Limitations and future direction

The physical stability and sterilization of niosomes are the two major obstacles that hinder its utilization as potential drug delivery systems.

There are two approaches to improve the physical stability of lipid vesicles at ambient conditions. Dispersing liposomes in a viscous gel has been used either to reduce the rapid leakage of the encapsulated drug from liposomes (Meisnera & Mezeib, 1995) or to minimize the burst release effect observed with liposomes (Mehanna et al., 2009, 2010). This approach may be extrapolated to improve the physical stability of ocular niosomes. However, the drug release from such a system is likely to be complex, as the drug molecules have to release from the bilayer membranes and diffuse through the viscous gel. Furthermore, the improvement in the physical stability of the niosomes can be offset by reducing the ocular bioavailability of the administered drug. Additionally, a topical application of a viscous gel is less convenient than eye drops in terms of ocular administration and the adjustment of the dose.

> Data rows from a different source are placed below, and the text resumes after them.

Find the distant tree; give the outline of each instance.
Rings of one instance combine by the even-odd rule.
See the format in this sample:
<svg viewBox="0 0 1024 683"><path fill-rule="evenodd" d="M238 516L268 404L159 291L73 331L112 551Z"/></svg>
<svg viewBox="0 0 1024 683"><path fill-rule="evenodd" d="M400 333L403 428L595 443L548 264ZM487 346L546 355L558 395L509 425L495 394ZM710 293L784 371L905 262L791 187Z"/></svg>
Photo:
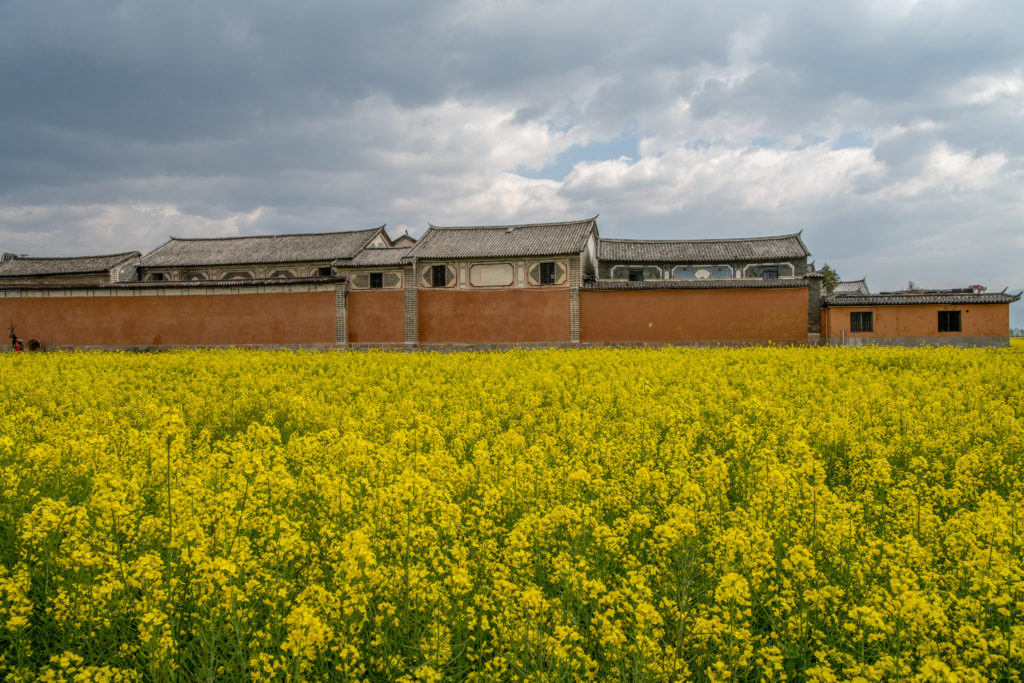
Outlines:
<svg viewBox="0 0 1024 683"><path fill-rule="evenodd" d="M839 287L839 273L836 272L836 268L825 263L821 266L821 274L825 276L824 280L821 281L821 284L824 285L825 292L831 294L836 291L836 288Z"/></svg>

In addition to the previous approach, converting the final liposomal/niosomal liquid dispersion to a powder form by lyophilization (freeze-drying) or spray-drying not only enhances the physical stability of the vesicles (Ingvarsson et al., 2011), but can also dramatically reduce the oxidative instability of oxidizable drug molecules, by minimising the formation of hydroxyl free radicals (Uchegbu & Vyas, 1998; Waterman et al., 2002).

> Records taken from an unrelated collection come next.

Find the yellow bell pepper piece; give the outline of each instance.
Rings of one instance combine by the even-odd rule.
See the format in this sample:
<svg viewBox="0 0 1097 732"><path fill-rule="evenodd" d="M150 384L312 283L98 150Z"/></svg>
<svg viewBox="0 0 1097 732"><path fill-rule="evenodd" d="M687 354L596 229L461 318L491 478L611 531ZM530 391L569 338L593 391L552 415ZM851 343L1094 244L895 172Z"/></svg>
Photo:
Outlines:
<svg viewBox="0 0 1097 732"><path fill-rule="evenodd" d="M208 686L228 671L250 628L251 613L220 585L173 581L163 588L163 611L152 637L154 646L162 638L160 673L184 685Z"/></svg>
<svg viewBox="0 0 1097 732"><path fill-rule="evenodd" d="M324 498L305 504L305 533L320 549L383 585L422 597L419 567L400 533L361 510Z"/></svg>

These advantages can be offset by high production costs; long production time; and more complicated formulations containing cryoprotectants. The ready-to-use niosomal dispersions are the easiest and most convenient for producing and administering a dosage form. Accordingly, the direction of our future research on niosomes will be concerned with studying different strategies for improving the physical stability of niosomes.

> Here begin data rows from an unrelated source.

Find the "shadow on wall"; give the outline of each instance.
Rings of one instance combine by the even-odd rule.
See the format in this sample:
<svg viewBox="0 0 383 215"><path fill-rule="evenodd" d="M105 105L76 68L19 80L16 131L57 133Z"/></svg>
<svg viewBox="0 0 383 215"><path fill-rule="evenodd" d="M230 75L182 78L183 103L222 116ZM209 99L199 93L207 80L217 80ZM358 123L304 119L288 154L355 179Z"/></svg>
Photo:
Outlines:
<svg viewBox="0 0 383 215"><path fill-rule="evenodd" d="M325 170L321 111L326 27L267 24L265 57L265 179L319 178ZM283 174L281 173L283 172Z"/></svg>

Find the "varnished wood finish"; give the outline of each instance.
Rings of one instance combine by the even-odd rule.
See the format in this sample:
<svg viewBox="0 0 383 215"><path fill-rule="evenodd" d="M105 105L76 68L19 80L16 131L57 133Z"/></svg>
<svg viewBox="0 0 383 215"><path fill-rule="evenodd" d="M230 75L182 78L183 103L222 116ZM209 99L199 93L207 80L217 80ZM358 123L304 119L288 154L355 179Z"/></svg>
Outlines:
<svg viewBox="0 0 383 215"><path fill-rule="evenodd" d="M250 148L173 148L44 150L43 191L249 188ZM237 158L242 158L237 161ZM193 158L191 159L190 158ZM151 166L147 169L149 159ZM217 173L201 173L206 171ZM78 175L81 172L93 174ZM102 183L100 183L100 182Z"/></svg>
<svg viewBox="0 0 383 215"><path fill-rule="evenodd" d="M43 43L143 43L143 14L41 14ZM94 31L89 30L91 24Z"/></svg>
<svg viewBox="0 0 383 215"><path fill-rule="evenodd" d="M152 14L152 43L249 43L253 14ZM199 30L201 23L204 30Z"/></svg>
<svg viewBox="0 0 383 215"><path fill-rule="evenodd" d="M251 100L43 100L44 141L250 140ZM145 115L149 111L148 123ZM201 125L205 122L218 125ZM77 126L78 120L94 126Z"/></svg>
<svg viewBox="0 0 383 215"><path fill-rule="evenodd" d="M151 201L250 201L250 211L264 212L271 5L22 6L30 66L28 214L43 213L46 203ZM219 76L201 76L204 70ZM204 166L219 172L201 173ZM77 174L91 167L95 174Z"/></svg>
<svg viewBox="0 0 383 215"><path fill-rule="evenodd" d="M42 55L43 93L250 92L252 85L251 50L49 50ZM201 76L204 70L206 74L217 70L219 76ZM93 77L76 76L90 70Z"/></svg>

Sterilization of lipid-based (niosomes/liposomes) products is a challenging endeavor. Heat sterilization is not recommended for lipid-based delivery systems (Zuidam et al., 1993). Dry heat and steam sterilization are unsuitable and destructive for lipid-based formulations with a gel/liquid transition temperature which is relatively lower than temperature involved in heat sterilization, since this may cause extensive drug leakage from the bilayer vesicles. Membrane filtration is also unsuitable for particulate delivery systems larger than the pore size (0.22 µm) of the bacterial filters. On the other hand, preparation under aseptic conditions, gas (ethylene oxide) and gamma irradiation could be useful, since minimal heat is generated during the sterilization process. Liposomes and niosomes are prepared in a sterile form by passing all organic lipid, buffer and drug solutions through bacterial filters; and then the final product is prepared under aseptic conditions (Hathout et al., 2007; Abdelbary & El-gendy, 2008). Gamma irradiation has high penetration power, so it can be applied to a packaged product and is applicable to heat-sensitive drugs. Many marketed pharmaceuticals are gamma radiation-sterilized, such as ophthalmic ointments, drops and injectables (Waterman et al., 2002). These sterilization methods could be of a potential value for producing sterile niosomes, and hence the effect of gamma irradiation on the physical stability of niosomes could be a potential research line for future work.

Declaration of interest

The authors report no conflicts of interest. The authors alone are responsible for the content and writing of this article.